Indian astrophysicist

Sandip Chakrabarti is an Indian astrophysicist. He developed a computer model to show how life on earth could have originated in outer space.

==Education==
He started his education in Ramakrishna Mission Vivekananda Vidyamandir in Malda. After finishing his Bachelor of Science from Ramakrishna Mission Residential College, Narendrapur in Physics Honours in 1979 (and becoming topper of Calcutta University) he went to IIT, Kanpur to complete his M.Sc. Degree in Physics in 1981. He joined the Physics Dept. of the University of Chicago in 1981 to complete PhD work. Soon he completed a paper with Robert Geroch and X.B. Liang on a Theorem on "Time like Curves of limited acceleration in General Relativity", and under S. Chandrasekhar's supervision solved the Dirac equation for massive particles with spin in Kerr geometry.
Subsequently, he concentrated on black hole astrophysics, received his Ph.D. in 1985 and went to Caltech as a R.C. Tolman Fellow. Major work in this period includes finding Natural Angular Momentum distribution of barotropic flow around black holes, nucleosynthesis around black holes.

==Career==
After a brief period at ICTP, Trieste, where Chakrabarti completed a few definitive work on the formation of shocks in transonic/advective flows around black holes, he joined Tata Institute of Fundamental Research, and S.N. Bose National Centre. Currently, he is the Director of Indian Centre for Space Physics, Kolkata, which he founded in 1999. He was at NASA Goddard Space Flight Centre (1994-1995) as a Senior Associate selected by National Research Council.

==Research==
The main focus of Chakrabarti's research is the hydrodynamic and radiative properties of astrophysical flows around black holes and other compact objects. He showed that the accreting matter must be transonic and should have standing, oscillating and propagating shocks. He and his collaborators studied many aspects of these flows and showed that the black hole accretion must have non-Keplerian component which plays a major role in deciding the observational properties. He wrote the first monograph on "Theory of Transonic Astrophysical Flows" (World Scientific Pub. Co., Singapore; 1990). He has completed over 650 research articles and written or edited several books and conference volumes. Fifty Nine students have completed Ph.D. Thesis under his supervision.
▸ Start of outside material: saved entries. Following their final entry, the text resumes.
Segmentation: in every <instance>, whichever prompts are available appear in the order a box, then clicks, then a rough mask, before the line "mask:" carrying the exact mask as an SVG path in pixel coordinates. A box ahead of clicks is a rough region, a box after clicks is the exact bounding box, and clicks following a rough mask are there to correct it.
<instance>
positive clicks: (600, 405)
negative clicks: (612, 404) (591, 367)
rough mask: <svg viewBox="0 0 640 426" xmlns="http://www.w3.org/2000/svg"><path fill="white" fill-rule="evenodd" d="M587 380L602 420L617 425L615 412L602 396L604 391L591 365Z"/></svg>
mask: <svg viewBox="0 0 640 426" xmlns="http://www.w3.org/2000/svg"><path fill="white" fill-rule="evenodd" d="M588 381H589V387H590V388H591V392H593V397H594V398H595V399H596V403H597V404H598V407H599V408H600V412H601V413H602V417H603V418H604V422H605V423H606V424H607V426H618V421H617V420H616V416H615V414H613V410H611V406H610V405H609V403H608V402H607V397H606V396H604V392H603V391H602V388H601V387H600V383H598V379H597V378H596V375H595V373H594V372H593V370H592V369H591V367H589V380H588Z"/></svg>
Chakrabarti was the first scientist to suggest that Gamma-ray bursts are the birth cry of black holes at his presentation in 1995, third Huntsville, Alabama Conference. In 2013, Scientists observed a conclusive evidence of this birth cry. He is also the first to suggest (1992-1996) that the accretion disks in an extreme mass ratio binaries could change the gravitational wave signals.